Medikamente aus zweiter Hand
Neuer Vorschlag des Bundesärztekammer-Präsidenten wegen akuter Infektionswelle und Arzneimittelknappheit
BERLIN (AFP) - Der Präsident der Bundesärztekammer, Klaus Reinhardt, hat „Flohmärkte für Medikamente“vorgeschlagen. Angesichts der aktuellen Infektionswelle und wachsender Arzneimittelknappheit helfe nur Solidarität, sagte Reinhardt dem Berliner „Tagesspiegel“am Sonntag. Derweil fordern die Grünen in einem Krisenplan von Bundesgesundheitsminister Karl Lauterbach (SPD) Sofortmaßnahmen für die medizinische Versorgung von Kindern. Reinhardt sagte, wer gesund sei, müsse vorrätige Arznei an Kranke abgeben. „Wir brauchen so was wie Flohmärkte für Medikamente in der Nachbarschaft.“Für solche Medikamenten-Flohmärkte könnten auch Arzneimittel infrage kommen, deren Haltbarkeitsdatum bereits einige Monate abgelaufen sei, sagte Reinhardt dem „Tagesspiegel“zufolge. In der Not könnten zahlreiche Medikamente immer noch gefahrlos verwendet werden.
Reinhardt sagte, es gehe auch darum, wieder zu lernen, „Krisenzeiten pragmatisch und standfest abzuwettern“. Danach könne und müsse wieder Grundsätzliches angegangen werden, wie die Reform der Arzneimittelproduktion.

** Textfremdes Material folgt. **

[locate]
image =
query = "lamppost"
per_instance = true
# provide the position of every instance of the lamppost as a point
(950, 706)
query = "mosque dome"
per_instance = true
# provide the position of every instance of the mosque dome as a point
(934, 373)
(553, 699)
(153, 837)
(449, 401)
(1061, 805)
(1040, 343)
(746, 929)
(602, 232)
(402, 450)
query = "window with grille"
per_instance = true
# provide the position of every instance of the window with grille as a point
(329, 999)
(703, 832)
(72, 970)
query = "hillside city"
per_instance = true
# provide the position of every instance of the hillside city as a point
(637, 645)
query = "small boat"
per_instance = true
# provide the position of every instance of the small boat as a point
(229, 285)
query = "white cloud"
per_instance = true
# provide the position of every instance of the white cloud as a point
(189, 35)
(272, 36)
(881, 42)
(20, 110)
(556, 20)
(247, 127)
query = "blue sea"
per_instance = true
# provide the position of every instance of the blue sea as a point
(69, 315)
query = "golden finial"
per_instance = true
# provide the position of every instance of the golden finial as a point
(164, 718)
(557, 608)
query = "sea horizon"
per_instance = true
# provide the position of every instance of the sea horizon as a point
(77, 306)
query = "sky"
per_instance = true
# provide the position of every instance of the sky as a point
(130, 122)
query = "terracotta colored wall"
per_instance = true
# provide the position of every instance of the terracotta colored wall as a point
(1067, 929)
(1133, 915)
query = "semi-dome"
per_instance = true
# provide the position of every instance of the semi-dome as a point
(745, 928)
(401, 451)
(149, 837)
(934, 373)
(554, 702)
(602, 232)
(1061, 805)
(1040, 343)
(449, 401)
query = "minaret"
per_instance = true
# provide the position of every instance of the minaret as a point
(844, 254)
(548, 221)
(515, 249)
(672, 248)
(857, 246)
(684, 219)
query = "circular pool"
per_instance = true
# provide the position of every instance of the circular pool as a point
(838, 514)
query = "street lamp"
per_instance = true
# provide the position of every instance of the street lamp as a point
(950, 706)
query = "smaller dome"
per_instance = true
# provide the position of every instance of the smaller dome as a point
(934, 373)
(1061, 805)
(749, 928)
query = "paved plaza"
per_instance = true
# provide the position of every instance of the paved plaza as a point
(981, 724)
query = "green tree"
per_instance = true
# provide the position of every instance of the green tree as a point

Die Idee eines milliardenschweren Programms zum Aufkauf von Medikamenten weltweit sehe er kritisch: „Das hilft nicht. Andere Länder der Welt haben dasselbe Problem. Denen können wir doch die Arzneien nicht wegkaufen.“In der aktuellen Krankheitswelle gibt es Probleme bei der Versorgung mit gewissen Medikamenten, für Kinder fehlt etwa Fiebersaft. Die Grünen fordern von Bundesgesundheitsminister Lauterbach nach einem Bericht des „Spiegel“eine Reihe von Sofortmaßnahmen, um gegen fehlende Arzneien und Behandlungsmöglichkeiten für Kinder vorzugehen. In einem 4-Punkte-Krisenplan fordern sie etwa, dass Apotheken fehlende Medikamente zur Behandlung akuter Atemwegserkrankungen eigenständig und ohne erneutes Rezept durch den behandelnden Arzt oder die Ärztin herstellen dürfen.
Auch sollen sie Alternativprodukte ausgeben können, ohne dass dafür ein neues Rezept ausgestellt werden muss.
Zudem solle der Großhandel verpflichtet werden, alle Medikamente, die von der Weltgesundheitsorganisation in der Liste der unentbehrlichen Arzneimittel geführt werden, zu bevorraten, berichtete das Magazin.
Inzwischen kommt es aufgrund der Überlastung vor allem von Kinderkliniken nach Angaben des Deutschen Roten Kreuzes (DRK) zunehmend zu Anfeindungen oder sogar Übergriffen gegen die dort Beschäftigten. „Es häufen sich Fälle von Androhung oder der tatsächlichen Ausübung psychischer und physischer Gewalt gegenüber dem Gesundheitspersonal“, sagte DRK-Präsidentin Gerda Hasselfeldt der „Rheinischen Post“vom Samstag.
Wegen der Lieferengpässe bei Medikamenten für Kinder forderte die bayerische Staatsregierung mehr Kooperation im Gesundheitswesen und den Aufbau eines Zentrallagers. Ministerpräsident Markus Söder (CSU) sagte in der Sendung „Sonntags-Stammtisch“des BR Fernsehens, er sehe zwei Lösungsansätze. Entweder müsse die Politik dafür sorgen, dass der Großhandel eine andere Bevorratung mache, oder man müsse eine staatliche Planung für einen Grundstock an Medikamenten machen.
Sollte der Bund nicht tätig werden, könne auch Bayern ein Zentrallager für Arzneimittel allein aufbauen, sagte Söder.